We are much luckier, only having to take two short plane flights, connecting in Archangel, one of the main cities in the Russian North. The camp ceased to exist at the beginning of World War II. Today the Solovki are slowly recovering their former glory as the spiritual centre of Orthodox Christianity, a kind of national Holy land, the site of pilgrimages for orthodox believers and those interested in Soviet history alike.
The contrast between Christian values of tolerance and forgiveness and the historical realities of this place is striking. Long before the Bolshevik revolution that brought down the Russian monarchy and quickly collapsed into the civil war, totalitarian rule and massive repressions, the sacred monastery castle on the main Solovetsky island was a prison for enemies of the state and the church. Some people were sent to exile in Solovki.
It is a sunny day at the end of April when our small airplane touches down on the iron-paved landing strip right next to Solovetsky Monastery. It is Easter eve, but here, about 160 kilometres from the Arctic Circle, it still feels like the European winter; about zero degrees Celsius, probably not the best time to come to Solovki.
The ice between the six main islands of the archipelago has started to melt, so there are no ways to cross it until end of May. Everybody has left all the islands, except the main one that has the tiny airport; the smaller ones will remain unreachable for several weeks.
Come June, sea navigation will open, bringing to Solovki crowds of tourists and pilgrims from all over Russia, together with people from Finland, Western Europe, the USA and other foreigners attracted by the legendary beauty of this place. Its excursion routes are quite well-designed; they combine boat trips along the monk-made canals with visits to holy places and the sites of Gulag-era mass executions, which are often the same.
The summer months provide the annual revenues for the small local population of less than 1,000, many of them children and the elderly, with almost all working adults employed by the museum. In the low season, life on Solovki slows down. As one local told us, the men spend the winters ice-fishing, drinking, or drinking while ice-fishing, while their wives kill time paying each other visits.
There are no theatres or restaurants in which to spend the long northern nights, and if anybody is unlucky enough to have toothache, they have to fly to Archangel to see a dentist.

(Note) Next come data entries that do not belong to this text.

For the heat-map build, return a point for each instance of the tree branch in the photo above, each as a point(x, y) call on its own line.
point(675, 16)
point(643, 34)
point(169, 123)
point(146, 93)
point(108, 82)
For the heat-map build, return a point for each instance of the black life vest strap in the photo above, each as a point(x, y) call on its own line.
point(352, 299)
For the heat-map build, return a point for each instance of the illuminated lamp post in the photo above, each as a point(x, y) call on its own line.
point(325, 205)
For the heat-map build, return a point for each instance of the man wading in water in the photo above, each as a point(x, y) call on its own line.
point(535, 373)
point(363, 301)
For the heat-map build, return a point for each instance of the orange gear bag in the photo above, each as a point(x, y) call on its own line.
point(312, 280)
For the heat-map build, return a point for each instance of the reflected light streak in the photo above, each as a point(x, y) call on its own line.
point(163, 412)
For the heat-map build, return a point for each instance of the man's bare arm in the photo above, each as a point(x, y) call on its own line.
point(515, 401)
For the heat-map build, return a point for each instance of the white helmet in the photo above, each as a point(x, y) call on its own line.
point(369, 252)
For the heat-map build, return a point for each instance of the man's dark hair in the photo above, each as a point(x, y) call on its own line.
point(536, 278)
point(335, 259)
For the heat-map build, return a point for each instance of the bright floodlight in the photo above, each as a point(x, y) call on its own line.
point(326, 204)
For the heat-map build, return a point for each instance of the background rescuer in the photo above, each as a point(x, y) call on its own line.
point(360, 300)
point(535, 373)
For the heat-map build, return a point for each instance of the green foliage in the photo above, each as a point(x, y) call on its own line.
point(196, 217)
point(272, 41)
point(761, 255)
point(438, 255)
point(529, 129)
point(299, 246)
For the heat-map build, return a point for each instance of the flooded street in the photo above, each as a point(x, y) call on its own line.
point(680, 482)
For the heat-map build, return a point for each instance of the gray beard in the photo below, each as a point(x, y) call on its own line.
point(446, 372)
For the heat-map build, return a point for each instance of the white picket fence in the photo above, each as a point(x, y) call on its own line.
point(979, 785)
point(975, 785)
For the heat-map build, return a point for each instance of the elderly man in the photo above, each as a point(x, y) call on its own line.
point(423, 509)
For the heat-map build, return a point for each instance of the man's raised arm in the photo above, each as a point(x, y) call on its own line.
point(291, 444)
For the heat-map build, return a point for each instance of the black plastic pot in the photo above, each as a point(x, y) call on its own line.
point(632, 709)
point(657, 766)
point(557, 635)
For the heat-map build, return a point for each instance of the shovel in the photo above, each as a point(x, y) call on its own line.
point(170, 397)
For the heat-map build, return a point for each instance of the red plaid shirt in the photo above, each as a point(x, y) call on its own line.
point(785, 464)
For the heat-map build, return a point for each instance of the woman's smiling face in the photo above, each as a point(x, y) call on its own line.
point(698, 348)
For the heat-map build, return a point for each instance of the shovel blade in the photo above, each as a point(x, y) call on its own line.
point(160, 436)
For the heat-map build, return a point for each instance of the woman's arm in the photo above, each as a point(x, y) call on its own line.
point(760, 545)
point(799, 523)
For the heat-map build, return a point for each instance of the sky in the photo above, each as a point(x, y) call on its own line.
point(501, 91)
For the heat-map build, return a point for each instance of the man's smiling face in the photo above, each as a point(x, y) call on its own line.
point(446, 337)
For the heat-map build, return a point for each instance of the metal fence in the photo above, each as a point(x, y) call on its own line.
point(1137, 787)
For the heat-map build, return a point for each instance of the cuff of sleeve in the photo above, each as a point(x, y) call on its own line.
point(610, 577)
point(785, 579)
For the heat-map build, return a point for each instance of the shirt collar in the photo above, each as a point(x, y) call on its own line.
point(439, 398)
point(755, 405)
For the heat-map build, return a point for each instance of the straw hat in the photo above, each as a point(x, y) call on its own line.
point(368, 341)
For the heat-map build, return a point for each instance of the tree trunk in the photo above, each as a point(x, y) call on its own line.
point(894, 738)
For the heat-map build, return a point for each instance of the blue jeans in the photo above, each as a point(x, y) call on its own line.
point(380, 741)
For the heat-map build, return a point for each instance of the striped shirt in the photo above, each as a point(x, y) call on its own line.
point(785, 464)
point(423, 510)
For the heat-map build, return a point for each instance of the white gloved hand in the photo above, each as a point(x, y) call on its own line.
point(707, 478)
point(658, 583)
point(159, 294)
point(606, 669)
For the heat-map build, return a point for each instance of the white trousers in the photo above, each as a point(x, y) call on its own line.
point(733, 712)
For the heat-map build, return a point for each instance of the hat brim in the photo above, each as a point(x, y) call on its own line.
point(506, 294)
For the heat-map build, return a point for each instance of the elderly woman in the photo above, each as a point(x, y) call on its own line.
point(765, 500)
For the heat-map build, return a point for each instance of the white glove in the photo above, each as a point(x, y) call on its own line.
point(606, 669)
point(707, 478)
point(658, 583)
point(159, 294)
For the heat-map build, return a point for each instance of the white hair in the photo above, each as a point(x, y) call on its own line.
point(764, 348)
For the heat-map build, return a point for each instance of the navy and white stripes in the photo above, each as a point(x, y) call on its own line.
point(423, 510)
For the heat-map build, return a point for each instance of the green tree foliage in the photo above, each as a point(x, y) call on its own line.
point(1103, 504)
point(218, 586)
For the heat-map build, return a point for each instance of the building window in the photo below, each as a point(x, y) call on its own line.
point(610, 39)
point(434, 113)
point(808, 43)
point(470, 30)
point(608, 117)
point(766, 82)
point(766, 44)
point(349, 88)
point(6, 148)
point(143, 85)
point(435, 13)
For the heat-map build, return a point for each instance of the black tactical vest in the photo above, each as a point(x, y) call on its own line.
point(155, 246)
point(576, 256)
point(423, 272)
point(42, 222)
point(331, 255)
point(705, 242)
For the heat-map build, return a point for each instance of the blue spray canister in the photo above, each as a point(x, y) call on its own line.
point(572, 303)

The beautiful monastery with its onion-shaped wooden domes, typical of the unique northern Russian architecture, is a dominant landmark of the main island. Most of its churches and other buildings are now being restored, some of them very impressive even for a modern visitor. The site has quite an unusual status of being both a functioning monastery with a brotherhood of about 100 monks and a state museum, with the same person in the dual role of monastery father superior and museum director.
This is an interesting phenomenon in Russia, where the church and museums do not always get along well in their disputes over historical estates and cultural artifacts. However, as one of the museum employees told me, the abbot director is actually very supportive of historical and archaeological research on the archipelago, even more so than some of his secular predecessors.
A permanent exhibition of Gulag-era documents, photos and some recovered work tools has been recently opened in one of the barracks that housed prisoners of the Soviet labour camp, just outside of the monastery walls. There is not much left after the immense political prison was shut down and thoroughly scrapped in 1939. Still, the declassified orders, personal letters and other collected papers reveal the facts of industrialised violence and humiliation that killed or crippled tens of thousands of people, among them the best minds and talents of their generation. Many of them lie buried in unmarked mass graves, yet to be counted and identified.
We left Solovki with mixed feelings of amazement and sadness, hoping to return here sometime in July – when sparkling streams will carry boats through the blooming forests of Russia’s holy land.